I don't think I've ever seen that Audi before, that is awesome looking!
Sorry I'm no longer around here anymore guys (I know I say it every time too lol but I am.) I touched LFS a few times the past few months only to discover.... LFS doesn't calculate suspension geometry one bit which is rather depressing.
Anyways, I probably haven't shown much pictures in the past year so here's the quick update:
I've been low, it was fun and looked great.
Time to make it handle for real.
Please explain because the suspension geometry affecting setup parameters on LFS is one of the best things about it. I can't think of a game that does it as well as LFS does but that's the reason I ask you to explain because I don't think I'm understanding what you mean.
I think (don't take it as truth, I swore I read it but I can't find it anywhere) that as part of the tyre physics updates was some enhancements to the suspension geometry model. LFS still does it much better than most "simulators" still.
While it may work fine on some models, the McPherson strut is beyond completely wrong. Also take note of every setup in LFS. Pretty much slammed to the ground (or rather... low as possible until you hit the ground). In the real world, it doesn't work like that at all. On some suspension models it may work, but to make full use of it still requires specific parts such as roll angle adjusters, which are real parts that are really made.
BUT.. again I'm learning as I go here and haven't looked beyond anything in the game except the McPherson strut. Typically or rather in EVERY McStrut car you find the arm is just above or near pointed up towards the center of the car. As the arm flattens out the mcstrut has a very small (but some) gain in camber.
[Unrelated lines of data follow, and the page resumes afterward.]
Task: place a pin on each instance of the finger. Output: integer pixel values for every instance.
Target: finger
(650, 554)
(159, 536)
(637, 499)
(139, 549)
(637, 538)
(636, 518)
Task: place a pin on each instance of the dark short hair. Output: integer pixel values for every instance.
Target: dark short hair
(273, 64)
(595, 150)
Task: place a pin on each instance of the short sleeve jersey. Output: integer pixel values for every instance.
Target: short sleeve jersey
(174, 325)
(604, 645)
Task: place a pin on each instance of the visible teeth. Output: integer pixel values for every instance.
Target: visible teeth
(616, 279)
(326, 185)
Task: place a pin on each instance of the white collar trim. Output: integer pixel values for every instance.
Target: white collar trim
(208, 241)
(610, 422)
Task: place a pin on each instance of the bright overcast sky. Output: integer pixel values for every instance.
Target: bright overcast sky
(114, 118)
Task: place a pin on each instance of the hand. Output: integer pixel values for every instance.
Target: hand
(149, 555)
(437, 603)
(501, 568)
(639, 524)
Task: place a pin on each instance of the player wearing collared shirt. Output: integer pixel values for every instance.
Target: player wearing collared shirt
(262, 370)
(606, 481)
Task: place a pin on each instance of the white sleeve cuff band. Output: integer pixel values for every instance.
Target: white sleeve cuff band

Anywhere beyond that it goes major positive.
To prove that point, look at just about every FWD or other mcstrut race car and look how high they truly sit. (Don't look at the tube frame chassis race cars.. the ones that actually use the monobody instead). You'll see they sit just as high or nearabouts of the stock cars because that's the only place they can sit without major modification to either the knuckle, or the subframe (both of which can be doable, but it's a bit rare to see on "stock" race cars).
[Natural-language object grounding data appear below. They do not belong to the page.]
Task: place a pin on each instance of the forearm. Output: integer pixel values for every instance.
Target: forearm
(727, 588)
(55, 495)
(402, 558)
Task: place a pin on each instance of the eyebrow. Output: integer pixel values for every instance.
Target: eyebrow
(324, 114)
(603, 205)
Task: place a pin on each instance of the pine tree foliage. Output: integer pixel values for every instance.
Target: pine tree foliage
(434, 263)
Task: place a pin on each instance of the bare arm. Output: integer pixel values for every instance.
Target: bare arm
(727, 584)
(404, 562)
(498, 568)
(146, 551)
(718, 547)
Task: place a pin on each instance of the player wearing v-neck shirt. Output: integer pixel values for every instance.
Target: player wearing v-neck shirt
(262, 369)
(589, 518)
The McStrut in LFS continues to gain camber no matter how low you go; which is 100% inaccurate. There are also plenty of other changes in caster etc. that go into changing that height as well, which I don't believe is calculated either.
The fastest McStrut FWD cars in LFS right now are the lowest ones with lowest CG and beyond improper suspension geometry.
In the real world you'll see every FWD McStrut car is nearabouts stock height that wins AutoX and trackdays... because they have to remain near stock height to get the best out of the suspension arms.
I can't dispute what you're saying here about the MacPherson stuff, because quite frankly I don't have a counter-argument or full understanding no that but what I will dispute is that a low ride-height isn't realistic.
For a road/ish car the lower the better, you'd only want to raise the ride-height for aerodynamic purposes other than extreme bottoming out. Essentially you lower it to the point in which is grinds something sufficiently like I said, the only time you'd raise a ride-height against the general rule would be to aid a rear diffuser or such via increased underbody air-flow.
I assume you're referring to the lower the ride-height the less movement in the suspension itself but if this wasn't realstic for setups then F1 wouldn't be using the tyre for the majority of the suspension dynamic.
EDIT : I see that you're suggesting the physical limitations of actually running a Mac P strut stops you from running it below x ride-height.